Nicolás Gastón Avellaneda (born 24 February 1993) is an Argentine professional footballer who plays as a goalkeeper for San Martín SJ, on loan from Defensa y Justicia.

Career
Avellaneda was promoted into the first-team squad of Lanús in 2013, appearing on the subs bench against Estudiantes on 19 June. He went unused, as Avellaneda did a further twenty-five times between then and the end of 2017. On 21 January 2018, fellow Primera División side Defensa y Justicia signed Avellaneda.
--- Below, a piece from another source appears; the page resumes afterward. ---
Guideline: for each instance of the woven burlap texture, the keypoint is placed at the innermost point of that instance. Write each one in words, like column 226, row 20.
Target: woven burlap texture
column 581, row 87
He was on the bench for twelve fixtures in 2017–18, prior to eventually making his debut in Defensa's penultimate match of the season versus Newell's Old Boys on 5 May; due to the ineligibility of Ezequiel Unsain. He wouldn't appear again, despite appearing on the sidelines sixty-five times across two seasons.

Avellaneda spent the 2020 campaign on loan to Primera Nacional with Ferro Carril Oeste; initially planned to last until December 2021. His first appearance occurred on 12 December 2020 against Deportivo Morón, which preceded six further appearances for the club. On 18 February 2021, having cut short his time with Ferro, Avellaneda penned permanent terms with fellow second tier team Santamarina.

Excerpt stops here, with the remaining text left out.